Kinshasa, 2 août 2026- Le président de la République, Félix Antoine Tshisekedi Tshilombo, a dénoncé ce dimanche ce qu’il qualifie d’agression menée contre la République démocratique du Congo par le Rwanda et la coalition AFC/M23.
Il s’exprimait à l’occasion de la cérémonie nationale de recueillement organisée dans le cadre de la Journée nationale du GENOCOST, consacrée à la mémoire des victimes des crimes de masse commis sur le territoire congolais.
Dans son allocution, le Chef de l’État a décrit cette agression comme « une entreprise meurtrière fondée sur une logique de conquête et de prédation », estimant qu’elle constitue une atteinte grave à la souveraineté et à l’intégrité territoriale de la République démocratique du Congo.
Devant les familles des victimes, les survivants, les autorités du pays et plusieurs invités, Félix Tshisekedi a rendu hommage aux millions de Congolais tués, déplacés ou victimes de violences au cours des conflits qui ont marqué l’histoire récente du pays. Il a affirmé que leurs souffrances ne seraient « jamais reléguées à l’oubli » et que la Nation demeurera mobilisée pour préserver leur mémoire.
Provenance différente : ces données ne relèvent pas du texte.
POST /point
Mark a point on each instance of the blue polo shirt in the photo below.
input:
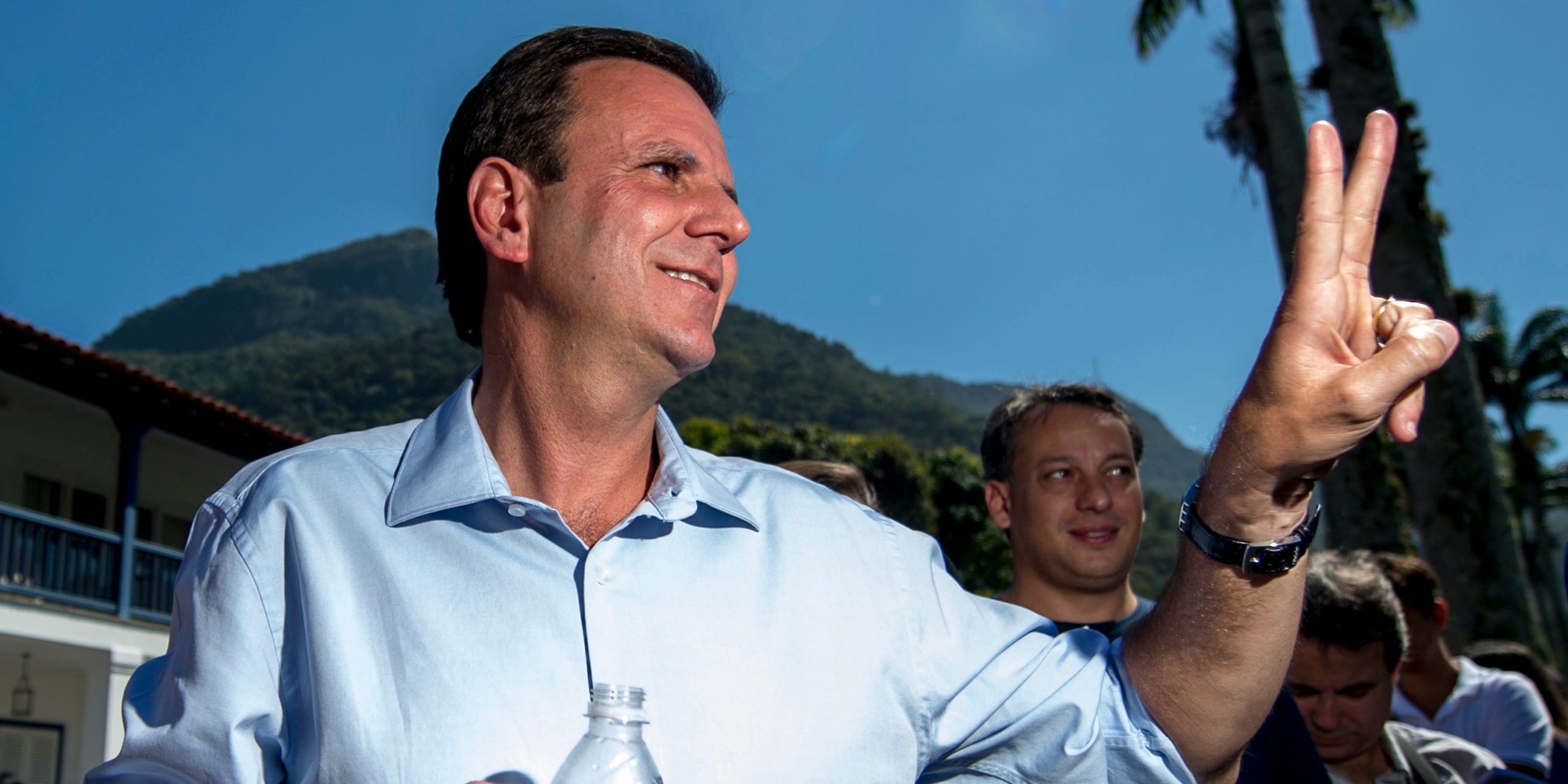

Le Président de la République a également réaffirmé l’engagement de l’État congolais à garantir aux victimes et à leurs familles leur droit à la vérité, à la justice et à la réparation..
Il a insisté sur la nécessité de poursuivre les efforts visant à lutter contre l’impunité des auteurs des crimes commis en RDC et à obtenir la reconnaissance des souffrances endurées par les populations congolaises.
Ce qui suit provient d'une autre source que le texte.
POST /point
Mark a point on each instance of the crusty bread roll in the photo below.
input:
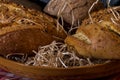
(99, 40)
(23, 30)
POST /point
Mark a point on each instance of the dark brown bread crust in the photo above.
(101, 39)
(23, 30)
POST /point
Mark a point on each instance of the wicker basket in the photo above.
(43, 73)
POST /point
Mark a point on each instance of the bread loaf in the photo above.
(100, 39)
(23, 30)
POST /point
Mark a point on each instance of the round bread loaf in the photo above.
(100, 39)
(23, 30)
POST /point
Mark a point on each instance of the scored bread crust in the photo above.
(102, 39)
(23, 30)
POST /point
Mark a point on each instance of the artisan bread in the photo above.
(100, 39)
(72, 11)
(23, 30)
Cette cérémonie intervient au lendemain d’une vaste campagne de sensibilisation menée à travers le pays par des centaines de bénévoles afin de mobiliser la population autour de la Journée nationale du GENOCOST.
Instituée pour honorer la mémoire des victimes des crimes de masse, cette commémoration est devenue un moment de recueillement, mais aussi un appel au renforcement de la paix, de la justice et de la protection de la souveraineté nationale.
Dans un contexte où l’est de la RDC demeure confronté à l’insécurité, le discours du Chef de l’État réaffirme la position de Kinshasa, qui continue d’accuser le Rwanda de soutenir la coalition AFC/M23, des accusations que Kigali rejette régulièrement.